Azure SSL Binding Issue- No match seleted hostname

0
votes

I bougth a SSL certificate online from a seller today for my custom domain which redirected to the azure web application with cname. I did created csr file with that domain let's call it app3.product.com by using IIS 8.And then created the .crt filel with that csr file.

After that i did found that i need the pfx file but i didn't have .key file so, i converted the .crt to .cer than uploaded it by azure portal.

The problem is Azure portal says,

No certificates match the selected hostname

Althogh my certificate issued as app3.product.com and the host name has the same domain name. It doesn't work.

I didn't include key file while i am creating the csr file also the subject of the certificate has some additional information by the issuer. The subject like app3.product.com, Certificate Issued By ... These may be the source of the issue.

Thank you in advance.

1
azuresslazure-web-app-service

1 Answers

1
votes

You need to include the private key. Otherwise your web server can not decrypt the data the clients (web browsers) are sending to it.

Explanation:

HTTPS/TLS/SSL are based on asymmetric cryptography which means that data gets encrypted with a so-called public key and can only be decrypted with the corresponding private key.
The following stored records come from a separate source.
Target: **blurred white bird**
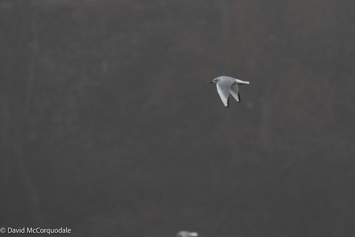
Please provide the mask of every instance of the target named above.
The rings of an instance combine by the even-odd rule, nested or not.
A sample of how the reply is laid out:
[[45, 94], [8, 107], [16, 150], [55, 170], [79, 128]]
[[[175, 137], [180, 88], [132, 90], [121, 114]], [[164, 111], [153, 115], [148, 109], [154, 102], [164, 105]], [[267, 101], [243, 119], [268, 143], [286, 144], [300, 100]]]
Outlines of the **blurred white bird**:
[[196, 232], [189, 232], [183, 230], [178, 232], [176, 236], [178, 237], [197, 237], [198, 234]]
[[227, 107], [229, 107], [229, 97], [231, 94], [237, 101], [240, 102], [240, 95], [238, 85], [249, 84], [248, 81], [243, 81], [224, 76], [214, 79], [209, 83], [213, 82], [217, 84], [217, 91], [224, 106]]

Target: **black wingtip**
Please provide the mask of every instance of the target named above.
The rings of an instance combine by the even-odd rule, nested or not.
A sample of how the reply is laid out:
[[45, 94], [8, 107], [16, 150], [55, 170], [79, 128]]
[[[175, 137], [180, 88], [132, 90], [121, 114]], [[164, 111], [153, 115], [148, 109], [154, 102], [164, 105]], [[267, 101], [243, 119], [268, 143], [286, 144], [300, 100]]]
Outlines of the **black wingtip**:
[[225, 107], [226, 108], [228, 108], [229, 107], [229, 98], [230, 97], [230, 94], [228, 97], [228, 99], [227, 100], [227, 106]]

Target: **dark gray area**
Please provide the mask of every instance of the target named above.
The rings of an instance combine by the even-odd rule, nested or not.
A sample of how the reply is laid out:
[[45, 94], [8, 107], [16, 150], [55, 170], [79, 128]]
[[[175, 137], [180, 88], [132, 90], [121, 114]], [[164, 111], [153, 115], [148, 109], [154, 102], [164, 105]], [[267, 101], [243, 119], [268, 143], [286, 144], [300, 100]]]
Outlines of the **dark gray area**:
[[355, 236], [354, 9], [0, 1], [0, 227]]

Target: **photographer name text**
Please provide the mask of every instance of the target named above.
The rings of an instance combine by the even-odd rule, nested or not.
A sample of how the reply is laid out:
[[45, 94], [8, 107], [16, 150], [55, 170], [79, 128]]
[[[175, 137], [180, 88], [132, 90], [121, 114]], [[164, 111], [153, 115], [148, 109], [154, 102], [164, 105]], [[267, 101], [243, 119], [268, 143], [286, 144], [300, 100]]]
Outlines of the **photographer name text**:
[[[6, 232], [7, 230], [7, 232]], [[5, 227], [0, 229], [0, 232], [1, 233], [5, 232], [8, 233], [29, 233], [29, 234], [67, 234], [71, 232], [71, 230], [67, 227], [63, 228], [61, 227], [57, 228], [42, 228], [40, 227], [33, 228], [32, 227], [23, 227], [17, 229], [9, 227], [6, 230]]]

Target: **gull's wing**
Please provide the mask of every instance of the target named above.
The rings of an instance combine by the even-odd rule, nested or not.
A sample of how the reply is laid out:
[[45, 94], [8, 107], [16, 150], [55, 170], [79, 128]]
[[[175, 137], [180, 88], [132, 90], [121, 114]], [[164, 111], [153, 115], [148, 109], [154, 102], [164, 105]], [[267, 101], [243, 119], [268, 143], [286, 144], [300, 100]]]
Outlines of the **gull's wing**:
[[240, 102], [240, 95], [237, 85], [233, 85], [230, 87], [230, 94], [237, 101]]
[[217, 83], [217, 91], [218, 92], [221, 99], [226, 107], [229, 106], [230, 87], [235, 81], [235, 80], [222, 80]]

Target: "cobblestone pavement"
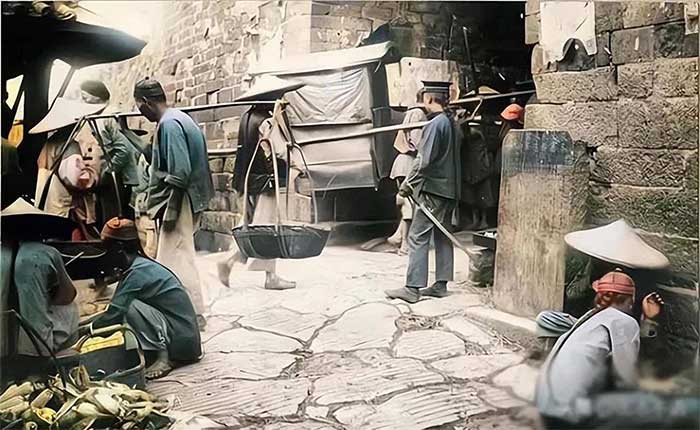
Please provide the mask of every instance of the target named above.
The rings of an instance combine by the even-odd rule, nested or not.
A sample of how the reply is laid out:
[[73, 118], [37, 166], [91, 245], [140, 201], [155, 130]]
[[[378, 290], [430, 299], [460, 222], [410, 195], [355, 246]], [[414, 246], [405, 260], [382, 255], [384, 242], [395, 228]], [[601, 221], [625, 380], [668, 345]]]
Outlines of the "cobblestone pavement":
[[483, 306], [478, 292], [455, 285], [443, 299], [388, 301], [406, 258], [347, 247], [281, 261], [294, 290], [264, 290], [264, 275], [246, 271], [225, 288], [222, 257], [198, 261], [205, 357], [149, 386], [178, 410], [240, 429], [534, 428], [537, 363], [464, 316]]

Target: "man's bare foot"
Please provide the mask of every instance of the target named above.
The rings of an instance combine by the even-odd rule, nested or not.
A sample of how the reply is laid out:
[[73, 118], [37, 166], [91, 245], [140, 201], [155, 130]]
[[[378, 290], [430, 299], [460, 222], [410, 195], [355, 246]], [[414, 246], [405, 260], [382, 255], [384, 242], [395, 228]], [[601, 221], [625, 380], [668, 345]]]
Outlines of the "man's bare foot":
[[219, 261], [216, 263], [216, 271], [219, 275], [219, 282], [229, 287], [228, 277], [231, 274], [231, 260], [226, 259], [224, 261]]
[[146, 369], [146, 379], [158, 379], [166, 376], [173, 370], [168, 357], [168, 351], [158, 351], [158, 358]]
[[199, 327], [199, 331], [204, 331], [206, 329], [207, 319], [204, 315], [197, 315], [197, 327]]
[[265, 289], [266, 290], [290, 290], [296, 288], [296, 282], [286, 281], [274, 273], [265, 272]]

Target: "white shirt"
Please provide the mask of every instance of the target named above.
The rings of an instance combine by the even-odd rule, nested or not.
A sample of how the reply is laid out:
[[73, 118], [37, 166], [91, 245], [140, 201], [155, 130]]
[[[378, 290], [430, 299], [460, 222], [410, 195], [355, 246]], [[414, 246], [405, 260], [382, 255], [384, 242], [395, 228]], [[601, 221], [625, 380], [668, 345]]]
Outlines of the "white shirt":
[[584, 319], [559, 338], [542, 366], [535, 394], [542, 415], [578, 422], [590, 413], [591, 395], [637, 386], [637, 321], [612, 307]]

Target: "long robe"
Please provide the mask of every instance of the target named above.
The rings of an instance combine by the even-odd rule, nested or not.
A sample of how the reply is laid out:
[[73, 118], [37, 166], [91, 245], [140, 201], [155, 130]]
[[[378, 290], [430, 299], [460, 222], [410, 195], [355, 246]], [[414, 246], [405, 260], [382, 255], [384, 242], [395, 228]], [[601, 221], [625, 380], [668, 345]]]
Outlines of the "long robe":
[[136, 257], [93, 327], [124, 322], [134, 329], [144, 350], [167, 349], [170, 360], [182, 363], [202, 354], [197, 316], [187, 291], [171, 271], [153, 260]]

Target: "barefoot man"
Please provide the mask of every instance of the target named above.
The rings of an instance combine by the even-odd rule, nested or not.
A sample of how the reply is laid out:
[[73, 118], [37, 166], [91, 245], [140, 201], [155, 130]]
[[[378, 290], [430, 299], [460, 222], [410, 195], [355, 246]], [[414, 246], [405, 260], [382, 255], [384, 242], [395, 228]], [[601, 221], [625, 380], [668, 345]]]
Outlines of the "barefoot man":
[[182, 283], [143, 254], [133, 221], [112, 218], [100, 236], [119, 255], [123, 272], [109, 307], [91, 327], [129, 324], [146, 352], [148, 379], [198, 361], [202, 347], [197, 316]]
[[186, 113], [168, 107], [161, 84], [143, 79], [134, 100], [147, 120], [158, 124], [148, 187], [148, 216], [158, 225], [157, 260], [182, 281], [204, 328], [204, 291], [195, 266], [194, 233], [214, 195], [207, 142]]
[[[423, 129], [418, 155], [404, 180], [399, 195], [413, 196], [423, 203], [443, 225], [450, 226], [459, 201], [461, 137], [454, 119], [446, 111], [450, 82], [423, 81], [423, 104], [430, 122]], [[435, 242], [435, 283], [428, 285], [430, 239]], [[452, 242], [419, 209], [415, 210], [408, 233], [408, 274], [406, 286], [387, 290], [391, 299], [416, 303], [421, 295], [444, 297], [452, 280], [454, 249]], [[421, 290], [421, 288], [423, 290]]]

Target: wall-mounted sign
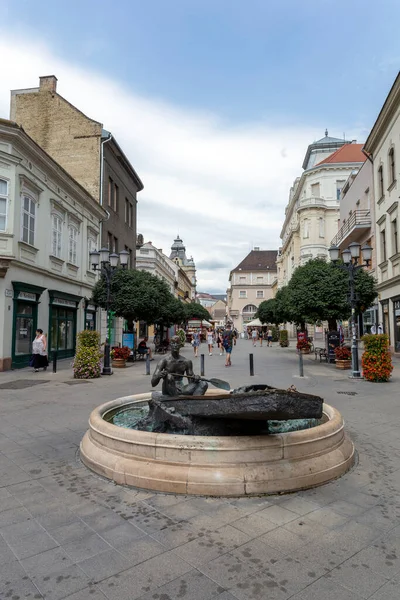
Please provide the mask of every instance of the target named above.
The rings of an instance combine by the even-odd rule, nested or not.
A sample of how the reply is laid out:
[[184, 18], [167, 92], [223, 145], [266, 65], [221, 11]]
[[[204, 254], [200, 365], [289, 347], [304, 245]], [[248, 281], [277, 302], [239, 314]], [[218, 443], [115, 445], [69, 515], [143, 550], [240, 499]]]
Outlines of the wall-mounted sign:
[[58, 306], [68, 306], [70, 308], [76, 308], [76, 302], [73, 300], [64, 300], [64, 298], [53, 298], [53, 304]]
[[18, 300], [29, 300], [30, 302], [36, 302], [36, 294], [31, 292], [19, 292]]

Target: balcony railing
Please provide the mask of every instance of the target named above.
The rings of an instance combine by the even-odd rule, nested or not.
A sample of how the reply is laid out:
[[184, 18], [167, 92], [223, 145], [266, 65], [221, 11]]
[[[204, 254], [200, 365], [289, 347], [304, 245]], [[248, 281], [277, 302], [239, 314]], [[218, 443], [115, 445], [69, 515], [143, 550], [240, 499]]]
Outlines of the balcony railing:
[[335, 237], [333, 238], [331, 245], [340, 246], [345, 238], [355, 229], [368, 229], [371, 227], [371, 211], [370, 210], [355, 210], [352, 215], [347, 219]]

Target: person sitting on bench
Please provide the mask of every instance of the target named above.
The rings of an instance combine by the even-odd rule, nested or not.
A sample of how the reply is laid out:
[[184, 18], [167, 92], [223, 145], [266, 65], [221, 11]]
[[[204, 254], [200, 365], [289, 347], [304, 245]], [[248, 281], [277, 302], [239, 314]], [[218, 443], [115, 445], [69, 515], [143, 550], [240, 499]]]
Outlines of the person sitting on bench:
[[151, 348], [149, 348], [147, 346], [147, 342], [148, 342], [149, 338], [143, 338], [142, 341], [139, 343], [138, 345], [138, 354], [148, 354], [150, 360], [153, 360], [153, 353], [151, 351]]

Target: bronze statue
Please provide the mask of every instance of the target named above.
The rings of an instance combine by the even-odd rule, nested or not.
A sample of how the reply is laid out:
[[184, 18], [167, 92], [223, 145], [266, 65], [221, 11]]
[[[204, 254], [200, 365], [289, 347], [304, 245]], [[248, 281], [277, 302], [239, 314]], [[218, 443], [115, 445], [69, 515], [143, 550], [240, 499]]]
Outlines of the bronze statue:
[[[193, 363], [188, 358], [181, 356], [181, 347], [178, 336], [171, 338], [171, 354], [164, 356], [158, 363], [151, 385], [155, 387], [163, 380], [162, 394], [164, 396], [202, 396], [206, 393], [208, 384], [193, 372]], [[189, 383], [184, 385], [183, 378], [187, 376]]]

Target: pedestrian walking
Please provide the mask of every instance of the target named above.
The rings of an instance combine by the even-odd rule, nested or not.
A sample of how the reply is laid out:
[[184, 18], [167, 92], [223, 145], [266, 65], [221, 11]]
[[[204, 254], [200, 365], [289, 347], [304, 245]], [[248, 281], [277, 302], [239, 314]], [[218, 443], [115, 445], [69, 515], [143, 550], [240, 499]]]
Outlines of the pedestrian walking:
[[225, 349], [225, 366], [231, 367], [231, 354], [232, 354], [232, 346], [233, 346], [233, 331], [231, 330], [231, 326], [228, 324], [226, 329], [222, 335], [222, 345]]
[[49, 366], [47, 358], [47, 339], [43, 334], [43, 329], [36, 329], [36, 337], [32, 342], [32, 358], [30, 362], [31, 367], [35, 373], [39, 369], [45, 371]]
[[193, 351], [194, 351], [194, 357], [197, 358], [198, 357], [199, 346], [200, 346], [200, 329], [198, 329], [197, 331], [195, 331], [194, 334], [193, 334], [192, 346], [193, 346]]
[[214, 345], [214, 333], [211, 328], [208, 329], [208, 331], [207, 331], [207, 344], [208, 344], [208, 355], [212, 356], [212, 349], [213, 349], [213, 345]]

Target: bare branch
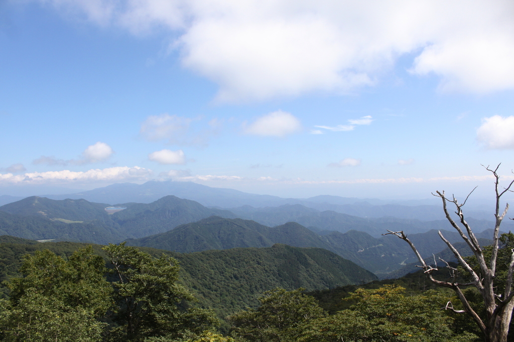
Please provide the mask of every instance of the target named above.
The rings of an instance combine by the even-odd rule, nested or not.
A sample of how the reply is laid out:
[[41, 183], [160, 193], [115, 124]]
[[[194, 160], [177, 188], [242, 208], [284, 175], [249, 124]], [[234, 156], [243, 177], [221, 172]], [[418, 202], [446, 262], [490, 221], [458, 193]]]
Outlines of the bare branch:
[[452, 302], [451, 301], [449, 301], [448, 302], [446, 303], [446, 307], [445, 307], [445, 310], [447, 310], [449, 309], [450, 310], [451, 310], [452, 311], [453, 311], [453, 312], [456, 312], [457, 313], [468, 313], [468, 312], [466, 311], [466, 310], [456, 310], [453, 309], [453, 305], [452, 303]]
[[475, 191], [475, 189], [476, 189], [478, 187], [479, 187], [479, 186], [476, 185], [474, 188], [473, 188], [473, 189], [471, 190], [471, 192], [469, 193], [469, 194], [468, 194], [468, 196], [466, 196], [466, 199], [464, 200], [464, 202], [463, 203], [462, 203], [462, 204], [461, 204], [461, 205], [460, 205], [460, 206], [459, 207], [460, 207], [461, 206], [464, 206], [464, 204], [466, 204], [466, 202], [467, 201], [468, 199], [469, 198], [470, 195], [471, 194], [472, 194], [473, 192]]
[[455, 294], [457, 295], [457, 297], [461, 300], [461, 301], [462, 302], [462, 305], [464, 306], [464, 309], [466, 310], [466, 312], [469, 314], [469, 315], [471, 316], [473, 320], [475, 321], [475, 322], [476, 323], [476, 325], [479, 326], [479, 328], [480, 328], [480, 330], [482, 332], [482, 333], [487, 336], [487, 328], [486, 328], [485, 325], [484, 324], [484, 322], [482, 321], [480, 317], [476, 314], [476, 313], [475, 312], [474, 310], [473, 310], [471, 306], [469, 305], [469, 302], [468, 301], [468, 299], [464, 296], [464, 294], [462, 293], [462, 291], [461, 290], [458, 286], [453, 286], [452, 288], [453, 290], [455, 291]]
[[421, 266], [418, 266], [418, 267], [423, 269], [423, 270], [425, 271], [424, 273], [425, 273], [425, 274], [427, 275], [427, 276], [428, 277], [428, 279], [431, 281], [432, 281], [434, 284], [436, 284], [439, 286], [443, 286], [446, 288], [452, 288], [454, 287], [454, 284], [452, 284], [451, 282], [448, 282], [448, 281], [441, 281], [440, 280], [437, 280], [435, 279], [434, 279], [433, 277], [432, 277], [432, 271], [437, 271], [437, 269], [436, 268], [434, 268], [433, 267], [430, 266], [430, 265], [427, 264], [427, 263], [425, 262], [425, 260], [423, 259], [423, 258], [421, 257], [421, 255], [419, 254], [419, 252], [418, 252], [417, 251], [417, 250], [416, 249], [416, 247], [414, 246], [414, 244], [412, 242], [412, 241], [411, 241], [410, 240], [407, 238], [407, 236], [405, 234], [403, 234], [403, 232], [402, 231], [400, 231], [399, 232], [393, 232], [392, 231], [390, 231], [388, 230], [388, 232], [389, 232], [389, 233], [387, 233], [384, 234], [382, 234], [382, 235], [396, 235], [396, 236], [401, 239], [402, 240], [405, 241], [406, 242], [407, 242], [407, 243], [409, 244], [409, 245], [411, 246], [411, 248], [412, 249], [412, 251], [414, 252], [414, 254], [416, 255], [416, 257], [417, 257], [418, 261], [419, 261], [421, 264]]
[[[478, 249], [480, 249], [479, 248], [474, 245], [474, 244], [469, 240], [469, 239], [468, 239], [468, 237], [466, 236], [466, 234], [464, 233], [462, 230], [461, 229], [461, 227], [458, 226], [458, 225], [455, 223], [455, 221], [453, 220], [453, 219], [450, 216], [450, 213], [448, 212], [448, 208], [446, 207], [446, 201], [449, 201], [452, 203], [455, 203], [457, 208], [459, 208], [458, 204], [456, 203], [456, 200], [454, 198], [453, 200], [452, 201], [445, 197], [445, 192], [444, 191], [442, 193], [439, 191], [436, 191], [436, 192], [437, 193], [437, 195], [435, 195], [434, 194], [432, 194], [432, 195], [437, 197], [440, 197], [440, 198], [443, 200], [443, 209], [445, 212], [445, 214], [446, 215], [446, 219], [452, 225], [452, 226], [455, 228], [455, 229], [458, 232], [458, 234], [461, 235], [461, 237], [462, 237], [462, 239], [466, 241], [466, 243], [468, 244], [468, 245], [469, 246], [469, 248], [471, 249], [471, 251], [472, 251], [473, 253], [475, 253], [475, 252], [477, 251]], [[460, 209], [460, 208], [459, 208], [459, 209]]]
[[461, 256], [460, 253], [459, 253], [456, 249], [453, 246], [453, 245], [450, 243], [450, 241], [445, 238], [445, 237], [443, 236], [443, 234], [441, 233], [441, 231], [439, 231], [438, 233], [439, 234], [439, 236], [441, 238], [443, 241], [445, 242], [446, 245], [448, 246], [448, 248], [449, 248], [450, 250], [453, 252], [453, 254], [455, 255], [455, 257], [457, 258], [457, 260], [458, 260], [459, 262], [462, 264], [463, 267], [464, 267], [464, 269], [470, 274], [471, 274], [471, 277], [473, 278], [473, 281], [475, 283], [475, 286], [476, 286], [479, 290], [481, 290], [481, 289], [483, 289], [483, 286], [482, 284], [482, 282], [480, 281], [480, 278], [479, 278], [478, 275], [475, 271], [473, 271], [473, 269], [471, 268], [471, 267], [466, 262], [466, 260], [465, 260], [464, 258]]
[[504, 291], [503, 297], [507, 298], [510, 294], [510, 288], [512, 284], [512, 274], [514, 273], [514, 249], [510, 250], [512, 254], [510, 256], [510, 263], [507, 271], [507, 280], [505, 281], [505, 290]]

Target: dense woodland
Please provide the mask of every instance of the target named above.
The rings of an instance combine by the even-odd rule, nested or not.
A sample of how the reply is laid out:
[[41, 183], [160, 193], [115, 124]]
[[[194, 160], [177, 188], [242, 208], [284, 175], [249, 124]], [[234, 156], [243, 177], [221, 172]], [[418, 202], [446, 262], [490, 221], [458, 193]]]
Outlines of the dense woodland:
[[[356, 265], [338, 269], [335, 263], [324, 276], [314, 267], [308, 271], [309, 257], [327, 261], [327, 251], [319, 249], [277, 245], [182, 254], [124, 244], [42, 243], [5, 236], [0, 241], [2, 340], [481, 340], [467, 316], [444, 310], [449, 300], [457, 301], [452, 292], [434, 288], [422, 273], [381, 281], [369, 273], [371, 281], [356, 283], [365, 275]], [[217, 259], [216, 252], [223, 253]], [[231, 259], [241, 263], [217, 262]], [[255, 260], [264, 267], [260, 273]], [[245, 263], [248, 267], [232, 279], [220, 278], [231, 274], [226, 269]], [[302, 263], [305, 273], [295, 274]], [[323, 282], [331, 271], [342, 270], [354, 278]], [[446, 278], [446, 273], [436, 276]], [[247, 282], [237, 282], [243, 276]], [[261, 291], [266, 284], [274, 289]], [[320, 288], [326, 290], [313, 291]], [[474, 291], [466, 291], [480, 306]]]
[[[443, 221], [298, 203], [230, 211], [174, 196], [112, 214], [107, 206], [32, 197], [0, 207], [0, 340], [483, 340], [467, 315], [445, 310], [462, 309], [453, 291], [409, 273], [416, 269], [408, 245], [377, 235], [412, 228], [421, 255], [458, 269], [434, 230]], [[480, 244], [490, 243], [494, 224], [469, 221]], [[444, 232], [470, 255], [458, 234]], [[502, 236], [500, 280], [513, 240]], [[473, 258], [466, 260], [476, 268]], [[476, 290], [463, 291], [485, 319]]]

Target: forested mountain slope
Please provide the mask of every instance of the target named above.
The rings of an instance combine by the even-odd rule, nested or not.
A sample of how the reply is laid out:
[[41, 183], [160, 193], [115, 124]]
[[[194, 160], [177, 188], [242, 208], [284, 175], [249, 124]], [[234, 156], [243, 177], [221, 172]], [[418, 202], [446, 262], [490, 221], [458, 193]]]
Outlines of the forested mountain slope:
[[[0, 237], [0, 279], [17, 275], [23, 255], [48, 249], [69, 256], [85, 244], [74, 242], [28, 243]], [[16, 242], [22, 242], [18, 239]], [[105, 257], [102, 246], [94, 245]], [[199, 299], [199, 305], [214, 309], [221, 318], [246, 306], [256, 305], [257, 296], [277, 287], [309, 291], [329, 289], [376, 280], [371, 272], [328, 251], [276, 244], [267, 248], [236, 248], [194, 253], [176, 253], [142, 249], [158, 256], [164, 253], [180, 262], [180, 282]], [[4, 289], [5, 290], [5, 289]]]
[[[442, 232], [452, 243], [461, 241], [456, 232]], [[251, 220], [211, 217], [180, 225], [166, 233], [130, 239], [127, 244], [178, 252], [236, 247], [268, 247], [274, 243], [317, 247], [336, 253], [381, 278], [416, 261], [409, 245], [395, 236], [388, 235], [377, 238], [356, 231], [345, 233], [322, 233], [323, 235], [316, 234], [295, 222], [271, 227]], [[486, 231], [478, 234], [477, 236], [480, 238], [491, 235], [491, 232]], [[439, 253], [447, 247], [436, 231], [409, 234], [409, 236], [424, 257]]]

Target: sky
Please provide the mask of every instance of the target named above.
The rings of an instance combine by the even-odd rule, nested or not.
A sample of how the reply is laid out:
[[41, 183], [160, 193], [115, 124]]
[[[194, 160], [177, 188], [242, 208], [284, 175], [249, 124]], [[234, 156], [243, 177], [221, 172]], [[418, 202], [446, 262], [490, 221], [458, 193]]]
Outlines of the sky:
[[513, 109], [511, 1], [0, 1], [0, 195], [488, 197]]

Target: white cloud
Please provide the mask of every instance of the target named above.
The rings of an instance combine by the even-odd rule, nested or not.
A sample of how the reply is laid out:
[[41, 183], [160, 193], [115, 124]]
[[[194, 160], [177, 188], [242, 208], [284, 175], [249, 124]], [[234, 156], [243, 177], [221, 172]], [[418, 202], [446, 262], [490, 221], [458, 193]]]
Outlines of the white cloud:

This means that your web server will send a certificate to the browsers which contains the domain name + the public key + a signature from a Certificate Authority (CA). The web browser then checks then if this certificate is valid (with a CA certificate) and uses the included public key to encrypt further data. Since your web server is the only one who knows the private key it can use it to decrypt the web browsers request. Actually the overall process is even a little bit more complex. You might want to have a look at the TLS handshake protocol to see how it works.